Scomparsa Samira, il marito ritrova le scarpe in un fossato

Sono trascorsi ormai più di 50 giorni dalla scomparsa di Samira El Attar, la dnna di Stanghella che ha fatto perdere le sue tracce dopo avere portato la bambina all'asilo. Ora il ritrovamento delle scarpe e un portachiavi

Samira
Samira El Attar, la donna scomparsa da Stanghella (Padova) più di 50 giorni fa

Si fa sempre più intricato il caso della scomparsa di Samira El Attar, la 43enne che ha fatto perdere le sue tracce da Stanghella (Padova) ormai 51 anni fa. Ad avere denunciato la scomparsa della donna, che ha una bambina di 4 anni, era stato il marito Mohammed, che aveva rivelato di essere convinto che la moglie fosse andata al lavoro, ma di non sapere dove avrebbe dovuto svolgere la sua attività di badante visto che da poco aveva trovato un nuovo impiego.

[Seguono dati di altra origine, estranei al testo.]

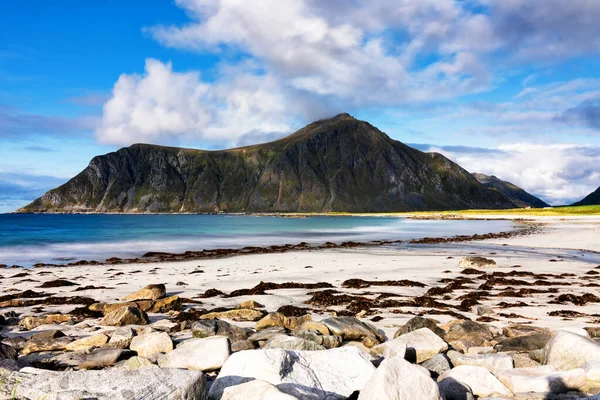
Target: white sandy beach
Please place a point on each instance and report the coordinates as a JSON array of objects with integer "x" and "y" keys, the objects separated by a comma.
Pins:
[{"x": 573, "y": 242}]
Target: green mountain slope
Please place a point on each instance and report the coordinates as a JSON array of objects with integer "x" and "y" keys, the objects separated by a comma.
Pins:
[
  {"x": 591, "y": 199},
  {"x": 338, "y": 164},
  {"x": 517, "y": 195}
]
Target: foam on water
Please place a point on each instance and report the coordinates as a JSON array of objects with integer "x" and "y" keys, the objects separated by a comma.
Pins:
[{"x": 28, "y": 239}]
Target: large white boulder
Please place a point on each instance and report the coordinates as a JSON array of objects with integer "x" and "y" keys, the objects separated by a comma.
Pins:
[
  {"x": 423, "y": 342},
  {"x": 567, "y": 350},
  {"x": 207, "y": 354},
  {"x": 326, "y": 374},
  {"x": 255, "y": 390},
  {"x": 110, "y": 384},
  {"x": 494, "y": 363},
  {"x": 480, "y": 380},
  {"x": 544, "y": 379},
  {"x": 397, "y": 379}
]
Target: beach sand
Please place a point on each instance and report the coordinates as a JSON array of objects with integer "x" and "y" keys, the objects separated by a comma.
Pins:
[{"x": 565, "y": 245}]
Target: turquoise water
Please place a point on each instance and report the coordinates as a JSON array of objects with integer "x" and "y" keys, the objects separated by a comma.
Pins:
[{"x": 28, "y": 239}]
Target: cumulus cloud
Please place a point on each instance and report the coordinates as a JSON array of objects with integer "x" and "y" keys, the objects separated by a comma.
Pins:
[
  {"x": 17, "y": 125},
  {"x": 561, "y": 173}
]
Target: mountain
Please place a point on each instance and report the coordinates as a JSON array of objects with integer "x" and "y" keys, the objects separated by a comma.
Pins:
[
  {"x": 591, "y": 199},
  {"x": 338, "y": 164},
  {"x": 517, "y": 195}
]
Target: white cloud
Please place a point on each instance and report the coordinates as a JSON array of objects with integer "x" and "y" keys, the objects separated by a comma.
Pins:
[{"x": 558, "y": 173}]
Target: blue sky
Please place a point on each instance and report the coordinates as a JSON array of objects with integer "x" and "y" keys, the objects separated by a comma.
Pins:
[{"x": 504, "y": 87}]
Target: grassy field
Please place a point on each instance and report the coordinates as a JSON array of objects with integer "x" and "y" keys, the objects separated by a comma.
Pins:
[{"x": 516, "y": 213}]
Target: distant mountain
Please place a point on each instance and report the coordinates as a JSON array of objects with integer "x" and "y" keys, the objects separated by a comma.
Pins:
[
  {"x": 517, "y": 195},
  {"x": 591, "y": 199},
  {"x": 337, "y": 164}
]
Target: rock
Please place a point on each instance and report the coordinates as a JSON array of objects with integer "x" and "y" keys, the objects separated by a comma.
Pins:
[
  {"x": 7, "y": 352},
  {"x": 328, "y": 374},
  {"x": 480, "y": 380},
  {"x": 476, "y": 262},
  {"x": 516, "y": 330},
  {"x": 235, "y": 315},
  {"x": 171, "y": 303},
  {"x": 421, "y": 345},
  {"x": 137, "y": 362},
  {"x": 39, "y": 345},
  {"x": 315, "y": 326},
  {"x": 568, "y": 350},
  {"x": 110, "y": 384},
  {"x": 87, "y": 342},
  {"x": 150, "y": 292},
  {"x": 121, "y": 337},
  {"x": 91, "y": 359},
  {"x": 524, "y": 343},
  {"x": 215, "y": 327},
  {"x": 291, "y": 343},
  {"x": 419, "y": 322},
  {"x": 451, "y": 389},
  {"x": 523, "y": 360},
  {"x": 398, "y": 379},
  {"x": 151, "y": 343},
  {"x": 242, "y": 345},
  {"x": 165, "y": 325},
  {"x": 278, "y": 319},
  {"x": 471, "y": 332},
  {"x": 250, "y": 304},
  {"x": 17, "y": 342},
  {"x": 542, "y": 380},
  {"x": 268, "y": 333},
  {"x": 48, "y": 334},
  {"x": 125, "y": 316},
  {"x": 350, "y": 328},
  {"x": 492, "y": 362},
  {"x": 208, "y": 354},
  {"x": 255, "y": 390},
  {"x": 30, "y": 323},
  {"x": 329, "y": 341},
  {"x": 437, "y": 365}
]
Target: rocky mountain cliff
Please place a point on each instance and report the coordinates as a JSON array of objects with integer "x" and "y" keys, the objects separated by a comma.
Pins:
[
  {"x": 591, "y": 199},
  {"x": 517, "y": 195},
  {"x": 338, "y": 164}
]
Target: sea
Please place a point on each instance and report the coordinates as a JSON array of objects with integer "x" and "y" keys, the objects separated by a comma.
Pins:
[{"x": 26, "y": 239}]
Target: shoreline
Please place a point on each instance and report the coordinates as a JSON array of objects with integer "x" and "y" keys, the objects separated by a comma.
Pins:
[{"x": 527, "y": 227}]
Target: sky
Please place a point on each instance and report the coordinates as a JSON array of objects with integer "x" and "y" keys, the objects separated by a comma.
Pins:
[{"x": 503, "y": 87}]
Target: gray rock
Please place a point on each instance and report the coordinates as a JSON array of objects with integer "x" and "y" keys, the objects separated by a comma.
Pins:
[
  {"x": 419, "y": 322},
  {"x": 147, "y": 384},
  {"x": 437, "y": 365},
  {"x": 7, "y": 352},
  {"x": 350, "y": 328},
  {"x": 568, "y": 350},
  {"x": 451, "y": 389},
  {"x": 476, "y": 262},
  {"x": 291, "y": 343},
  {"x": 216, "y": 327},
  {"x": 268, "y": 333},
  {"x": 150, "y": 292},
  {"x": 255, "y": 390},
  {"x": 121, "y": 337},
  {"x": 125, "y": 316},
  {"x": 208, "y": 354},
  {"x": 151, "y": 343},
  {"x": 308, "y": 375},
  {"x": 90, "y": 359},
  {"x": 242, "y": 345},
  {"x": 396, "y": 379}
]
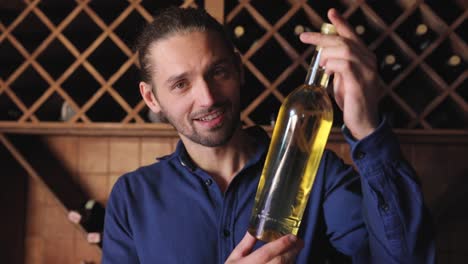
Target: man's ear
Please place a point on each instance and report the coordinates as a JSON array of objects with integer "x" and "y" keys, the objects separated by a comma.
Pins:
[
  {"x": 146, "y": 91},
  {"x": 240, "y": 68}
]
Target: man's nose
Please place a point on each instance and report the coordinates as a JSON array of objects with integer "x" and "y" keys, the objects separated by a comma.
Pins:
[{"x": 204, "y": 94}]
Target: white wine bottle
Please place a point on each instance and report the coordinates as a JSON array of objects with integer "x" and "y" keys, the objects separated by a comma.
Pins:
[{"x": 299, "y": 137}]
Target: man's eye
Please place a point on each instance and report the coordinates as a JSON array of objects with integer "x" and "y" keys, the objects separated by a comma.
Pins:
[
  {"x": 220, "y": 72},
  {"x": 180, "y": 85}
]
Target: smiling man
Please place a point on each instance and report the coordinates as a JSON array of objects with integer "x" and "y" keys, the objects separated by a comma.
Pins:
[{"x": 193, "y": 206}]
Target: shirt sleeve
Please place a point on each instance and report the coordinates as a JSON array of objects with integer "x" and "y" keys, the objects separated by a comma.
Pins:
[
  {"x": 118, "y": 245},
  {"x": 387, "y": 210}
]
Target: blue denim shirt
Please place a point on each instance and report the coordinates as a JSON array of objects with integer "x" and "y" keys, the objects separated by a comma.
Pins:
[{"x": 174, "y": 212}]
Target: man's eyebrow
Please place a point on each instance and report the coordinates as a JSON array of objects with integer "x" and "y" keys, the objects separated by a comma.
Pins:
[{"x": 176, "y": 77}]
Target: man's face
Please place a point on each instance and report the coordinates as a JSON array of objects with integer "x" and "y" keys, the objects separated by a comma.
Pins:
[{"x": 197, "y": 86}]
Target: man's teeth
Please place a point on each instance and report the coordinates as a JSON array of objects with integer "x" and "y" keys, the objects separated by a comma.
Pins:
[{"x": 210, "y": 117}]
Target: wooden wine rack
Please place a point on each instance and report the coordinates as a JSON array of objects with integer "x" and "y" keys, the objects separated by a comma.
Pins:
[{"x": 79, "y": 53}]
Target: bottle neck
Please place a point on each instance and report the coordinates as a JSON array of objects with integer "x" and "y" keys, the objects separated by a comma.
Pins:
[{"x": 316, "y": 75}]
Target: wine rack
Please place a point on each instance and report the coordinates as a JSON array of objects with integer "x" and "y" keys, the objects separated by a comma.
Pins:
[{"x": 71, "y": 63}]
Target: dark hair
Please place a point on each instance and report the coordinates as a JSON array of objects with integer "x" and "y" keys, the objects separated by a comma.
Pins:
[{"x": 173, "y": 20}]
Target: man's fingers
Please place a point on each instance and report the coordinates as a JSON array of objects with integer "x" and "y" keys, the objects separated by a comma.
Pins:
[
  {"x": 274, "y": 249},
  {"x": 318, "y": 39},
  {"x": 290, "y": 256},
  {"x": 244, "y": 247},
  {"x": 342, "y": 26}
]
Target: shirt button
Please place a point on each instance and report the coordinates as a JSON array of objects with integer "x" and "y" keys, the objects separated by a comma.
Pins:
[
  {"x": 360, "y": 155},
  {"x": 208, "y": 182},
  {"x": 384, "y": 207}
]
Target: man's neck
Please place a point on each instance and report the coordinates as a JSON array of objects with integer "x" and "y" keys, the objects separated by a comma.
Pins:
[{"x": 222, "y": 162}]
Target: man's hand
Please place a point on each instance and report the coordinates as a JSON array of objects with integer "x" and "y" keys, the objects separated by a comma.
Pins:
[
  {"x": 282, "y": 250},
  {"x": 356, "y": 85}
]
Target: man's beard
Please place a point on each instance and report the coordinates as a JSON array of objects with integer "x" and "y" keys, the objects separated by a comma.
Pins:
[{"x": 223, "y": 133}]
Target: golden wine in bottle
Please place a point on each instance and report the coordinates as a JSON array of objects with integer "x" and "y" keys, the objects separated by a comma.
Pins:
[{"x": 299, "y": 137}]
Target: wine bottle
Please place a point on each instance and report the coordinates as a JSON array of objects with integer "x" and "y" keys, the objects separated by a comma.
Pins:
[
  {"x": 299, "y": 137},
  {"x": 90, "y": 216}
]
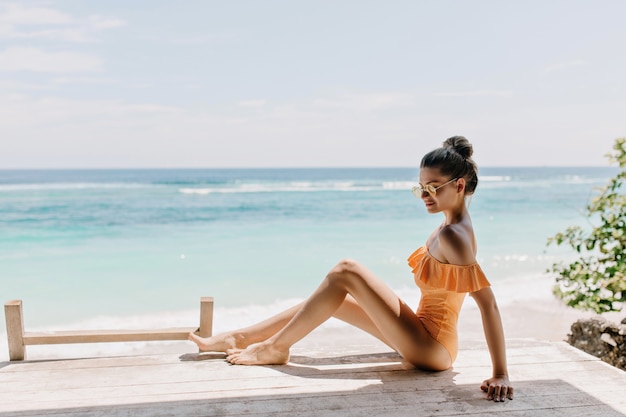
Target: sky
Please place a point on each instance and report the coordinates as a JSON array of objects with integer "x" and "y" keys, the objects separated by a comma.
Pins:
[{"x": 319, "y": 83}]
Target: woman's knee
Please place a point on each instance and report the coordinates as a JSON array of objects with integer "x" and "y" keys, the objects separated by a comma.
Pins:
[{"x": 346, "y": 270}]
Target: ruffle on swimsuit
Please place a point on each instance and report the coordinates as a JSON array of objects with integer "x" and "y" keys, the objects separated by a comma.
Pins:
[
  {"x": 444, "y": 287},
  {"x": 450, "y": 277}
]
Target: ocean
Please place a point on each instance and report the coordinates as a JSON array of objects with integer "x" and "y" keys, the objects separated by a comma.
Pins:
[{"x": 120, "y": 248}]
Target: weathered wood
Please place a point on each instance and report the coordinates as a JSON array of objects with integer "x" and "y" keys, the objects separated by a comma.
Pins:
[
  {"x": 558, "y": 381},
  {"x": 104, "y": 336},
  {"x": 18, "y": 339},
  {"x": 15, "y": 329},
  {"x": 206, "y": 316}
]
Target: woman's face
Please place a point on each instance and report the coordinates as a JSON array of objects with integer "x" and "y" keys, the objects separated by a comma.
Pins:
[{"x": 438, "y": 192}]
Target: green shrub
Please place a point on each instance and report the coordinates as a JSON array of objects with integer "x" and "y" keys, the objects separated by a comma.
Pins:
[{"x": 597, "y": 279}]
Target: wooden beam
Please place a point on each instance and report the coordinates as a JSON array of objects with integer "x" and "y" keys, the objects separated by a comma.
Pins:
[
  {"x": 100, "y": 336},
  {"x": 19, "y": 339},
  {"x": 206, "y": 316},
  {"x": 15, "y": 330}
]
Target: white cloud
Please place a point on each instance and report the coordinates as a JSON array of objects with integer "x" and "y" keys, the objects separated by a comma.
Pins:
[
  {"x": 36, "y": 60},
  {"x": 475, "y": 93},
  {"x": 28, "y": 22},
  {"x": 253, "y": 103},
  {"x": 560, "y": 66},
  {"x": 16, "y": 14},
  {"x": 100, "y": 22},
  {"x": 366, "y": 102}
]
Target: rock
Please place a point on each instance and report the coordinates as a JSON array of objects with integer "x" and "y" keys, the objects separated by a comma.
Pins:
[{"x": 602, "y": 339}]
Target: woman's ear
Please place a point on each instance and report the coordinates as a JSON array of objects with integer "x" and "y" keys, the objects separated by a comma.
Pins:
[{"x": 460, "y": 185}]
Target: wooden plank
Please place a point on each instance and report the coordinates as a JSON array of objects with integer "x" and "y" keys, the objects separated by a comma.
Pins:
[
  {"x": 15, "y": 330},
  {"x": 103, "y": 336},
  {"x": 557, "y": 381},
  {"x": 206, "y": 316}
]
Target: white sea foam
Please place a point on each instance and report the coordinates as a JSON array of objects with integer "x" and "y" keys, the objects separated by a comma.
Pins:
[
  {"x": 531, "y": 290},
  {"x": 59, "y": 186}
]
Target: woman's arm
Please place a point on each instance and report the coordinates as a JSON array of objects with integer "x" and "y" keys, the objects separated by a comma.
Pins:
[{"x": 498, "y": 386}]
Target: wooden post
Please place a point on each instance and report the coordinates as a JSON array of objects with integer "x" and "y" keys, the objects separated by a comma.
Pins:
[
  {"x": 206, "y": 316},
  {"x": 15, "y": 330}
]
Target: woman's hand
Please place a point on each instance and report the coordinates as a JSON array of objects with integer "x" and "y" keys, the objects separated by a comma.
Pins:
[{"x": 498, "y": 388}]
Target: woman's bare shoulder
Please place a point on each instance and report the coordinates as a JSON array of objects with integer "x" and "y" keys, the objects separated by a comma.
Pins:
[{"x": 456, "y": 244}]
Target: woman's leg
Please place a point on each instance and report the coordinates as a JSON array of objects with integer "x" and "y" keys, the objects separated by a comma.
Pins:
[
  {"x": 242, "y": 338},
  {"x": 395, "y": 323}
]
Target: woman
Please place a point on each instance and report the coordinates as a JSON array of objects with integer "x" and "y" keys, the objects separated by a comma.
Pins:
[{"x": 445, "y": 270}]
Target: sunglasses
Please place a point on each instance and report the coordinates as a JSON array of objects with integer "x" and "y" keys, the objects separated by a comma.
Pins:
[{"x": 420, "y": 189}]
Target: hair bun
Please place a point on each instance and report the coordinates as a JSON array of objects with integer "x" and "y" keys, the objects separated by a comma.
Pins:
[{"x": 460, "y": 145}]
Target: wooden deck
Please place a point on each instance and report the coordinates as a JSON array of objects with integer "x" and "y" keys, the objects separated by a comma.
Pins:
[{"x": 551, "y": 379}]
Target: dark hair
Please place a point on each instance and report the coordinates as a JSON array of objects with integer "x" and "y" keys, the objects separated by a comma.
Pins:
[{"x": 454, "y": 159}]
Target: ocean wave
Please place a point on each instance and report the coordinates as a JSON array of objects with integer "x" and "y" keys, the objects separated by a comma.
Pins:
[{"x": 69, "y": 186}]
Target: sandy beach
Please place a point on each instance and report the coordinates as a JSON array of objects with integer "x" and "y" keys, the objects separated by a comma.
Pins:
[{"x": 542, "y": 318}]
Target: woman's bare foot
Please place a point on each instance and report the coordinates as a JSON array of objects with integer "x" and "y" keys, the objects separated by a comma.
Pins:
[
  {"x": 218, "y": 343},
  {"x": 258, "y": 354}
]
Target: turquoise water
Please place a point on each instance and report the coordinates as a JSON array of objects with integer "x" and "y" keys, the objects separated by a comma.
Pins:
[{"x": 76, "y": 245}]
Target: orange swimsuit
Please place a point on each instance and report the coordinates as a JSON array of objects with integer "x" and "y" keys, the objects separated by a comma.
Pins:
[{"x": 443, "y": 287}]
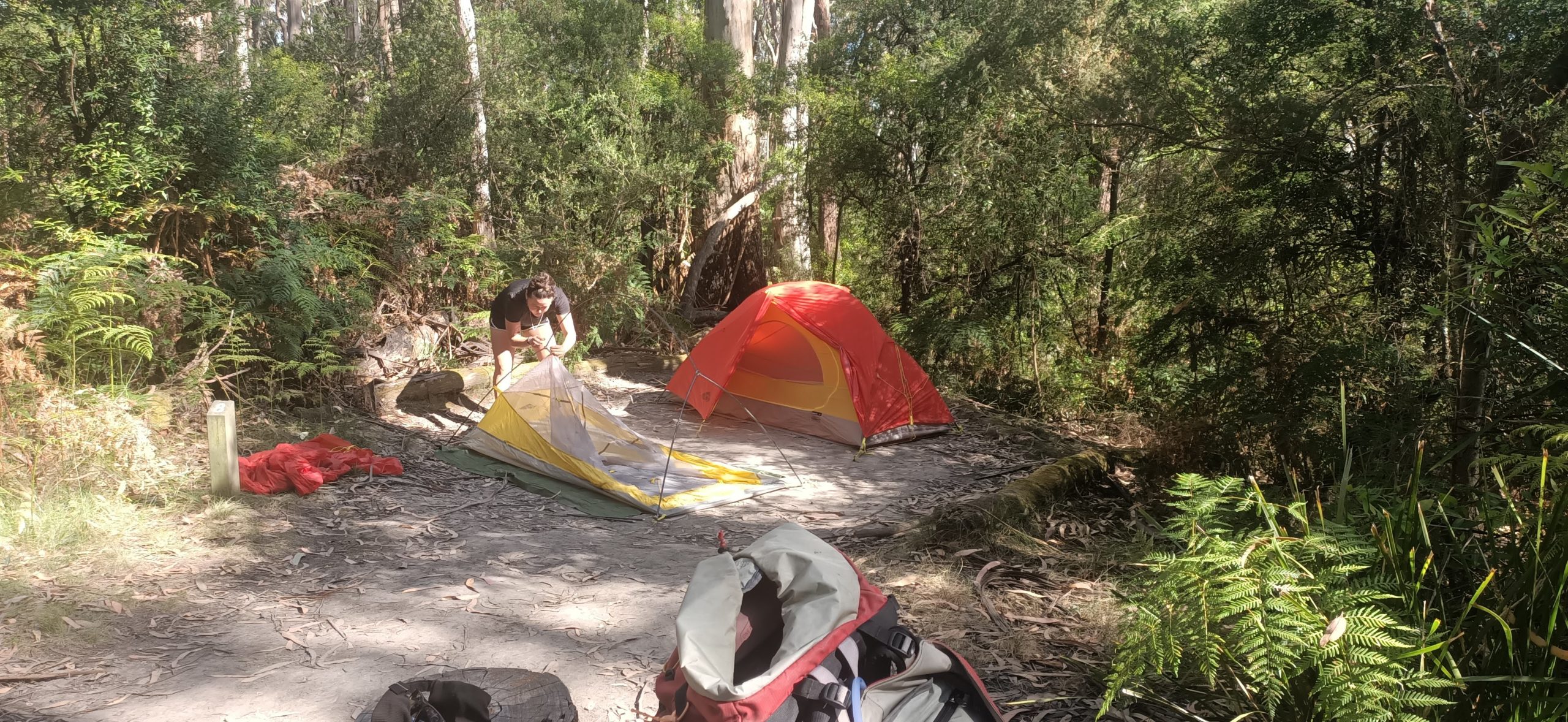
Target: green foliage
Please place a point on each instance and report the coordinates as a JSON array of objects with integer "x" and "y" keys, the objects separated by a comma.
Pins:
[
  {"x": 1275, "y": 608},
  {"x": 98, "y": 305}
]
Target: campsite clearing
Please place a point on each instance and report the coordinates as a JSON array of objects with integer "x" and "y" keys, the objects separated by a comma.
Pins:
[{"x": 311, "y": 606}]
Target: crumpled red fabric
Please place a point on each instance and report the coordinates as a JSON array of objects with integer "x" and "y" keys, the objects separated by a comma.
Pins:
[{"x": 308, "y": 465}]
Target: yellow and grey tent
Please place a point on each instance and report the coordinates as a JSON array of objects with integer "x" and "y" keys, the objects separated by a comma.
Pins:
[{"x": 548, "y": 421}]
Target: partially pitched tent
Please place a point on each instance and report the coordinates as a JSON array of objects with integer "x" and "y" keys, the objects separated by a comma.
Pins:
[
  {"x": 810, "y": 357},
  {"x": 549, "y": 423}
]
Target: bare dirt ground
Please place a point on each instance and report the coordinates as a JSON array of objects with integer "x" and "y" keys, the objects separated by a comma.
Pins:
[{"x": 308, "y": 608}]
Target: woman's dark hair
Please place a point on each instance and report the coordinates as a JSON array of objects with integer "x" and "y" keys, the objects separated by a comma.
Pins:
[{"x": 540, "y": 286}]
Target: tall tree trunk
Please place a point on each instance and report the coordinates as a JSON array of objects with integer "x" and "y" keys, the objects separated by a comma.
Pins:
[
  {"x": 352, "y": 29},
  {"x": 647, "y": 35},
  {"x": 385, "y": 30},
  {"x": 911, "y": 276},
  {"x": 827, "y": 202},
  {"x": 729, "y": 214},
  {"x": 242, "y": 41},
  {"x": 828, "y": 227},
  {"x": 791, "y": 230},
  {"x": 295, "y": 10},
  {"x": 1109, "y": 198},
  {"x": 480, "y": 158}
]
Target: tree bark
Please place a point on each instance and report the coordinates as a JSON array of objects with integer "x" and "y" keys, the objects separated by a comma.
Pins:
[
  {"x": 736, "y": 239},
  {"x": 791, "y": 230},
  {"x": 385, "y": 30},
  {"x": 1018, "y": 504},
  {"x": 352, "y": 30},
  {"x": 1109, "y": 200},
  {"x": 242, "y": 43},
  {"x": 827, "y": 202},
  {"x": 828, "y": 227},
  {"x": 295, "y": 10},
  {"x": 911, "y": 286},
  {"x": 480, "y": 156}
]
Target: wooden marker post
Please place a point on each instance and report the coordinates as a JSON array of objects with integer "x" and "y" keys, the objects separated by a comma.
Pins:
[{"x": 223, "y": 451}]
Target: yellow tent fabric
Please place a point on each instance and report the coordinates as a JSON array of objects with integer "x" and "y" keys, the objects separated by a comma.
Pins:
[{"x": 548, "y": 421}]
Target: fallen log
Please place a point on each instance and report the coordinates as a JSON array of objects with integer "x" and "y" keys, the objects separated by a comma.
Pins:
[{"x": 1017, "y": 506}]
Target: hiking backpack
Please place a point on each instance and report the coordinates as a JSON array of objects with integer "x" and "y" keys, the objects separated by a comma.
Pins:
[{"x": 788, "y": 630}]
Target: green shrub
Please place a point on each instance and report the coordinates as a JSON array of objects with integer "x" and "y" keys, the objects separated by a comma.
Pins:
[{"x": 1275, "y": 608}]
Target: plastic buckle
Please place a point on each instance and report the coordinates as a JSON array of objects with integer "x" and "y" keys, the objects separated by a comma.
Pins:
[
  {"x": 902, "y": 644},
  {"x": 836, "y": 694}
]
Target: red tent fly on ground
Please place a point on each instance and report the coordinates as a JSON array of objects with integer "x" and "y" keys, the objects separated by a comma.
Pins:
[
  {"x": 308, "y": 465},
  {"x": 810, "y": 357}
]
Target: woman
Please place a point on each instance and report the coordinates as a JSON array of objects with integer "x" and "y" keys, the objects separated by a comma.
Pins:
[{"x": 521, "y": 319}]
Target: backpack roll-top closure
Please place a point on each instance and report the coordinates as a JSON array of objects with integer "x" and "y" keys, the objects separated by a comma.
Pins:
[{"x": 819, "y": 591}]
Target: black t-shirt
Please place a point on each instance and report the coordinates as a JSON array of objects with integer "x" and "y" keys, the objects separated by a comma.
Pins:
[{"x": 513, "y": 306}]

Il timore che potesse trattarsi di un nuovo femminicidio è difficile da scacciare, anche se finora l’uomo non risulta indagato. Proprio lui nella giornata di ieri ha allertato le autorità dopo avere ritrovato, in un campo non troppo distante da casa, le scarpe di lei. Presente nelle vicinanze anche un portachiavi, sempre di proprietà della donna. I particolari da chiarire non mancano: proprio pochi giorni prima della sparizione Samira, che teneva particolarmente la sua immagine, aveva tagliato i capelli cortissimi, ufficialmente per provare a risolvere una prematura calvizie, ma c’è stato chi ha avanzato potesse essere un gesto di “punizione” da parte dello stesso Mohammed.

La svolta è vicina?

La scomparsa improvvisa di una donna, soprattutto se questo accade quando c’è una bambina rimasta improvvisamente senza la mamma, getta sempre tutti nello sconforto. Ma soprattutto con il timore che non sia stato un gesto volontario.

Il sospetto che questo possa essere accaduto anche nel caso di Samira, che manca da casa ormai da due mesi, è quindi difficile da allontanare. Proprio pochi giorni fa a Quarto Grado la mamma della 43enne, aveva lanciato il suo grido di dolore sottolineando come volesse capire davvero cosa ci sia dietro l’episodio. I giorni passano e non si vede l’ora che la verità emerga, anche se questa possa essere tragica e se dovesse emergere che dietro tutto possa esserci una delle persone a lei più care.

Il ritrovamento delle scarpe e di un portachiavi proprio da parte del marito ha così fatto tornare indietro la mente a uno dei casi di cronaca più celebri degli ultimi anni, la scomparsa di Sarah Scazzi: allora, infatti, era stato lo zio Michele Misseri a mostrare ai media e alle forze dell’ordine il telefono della ragazzina.

Inevitabilmente, le autorità hanno provveduto a interrogare l’uomo per circa quattro ore, ma almeno per ora non sono stati presi provvedimenti nei suoi confronti. I reperti saranno certamente analizzati nei prossimi giorni per capire se siano presenti tracce che possano dire qualcosa di più sull’origine della scomparsa.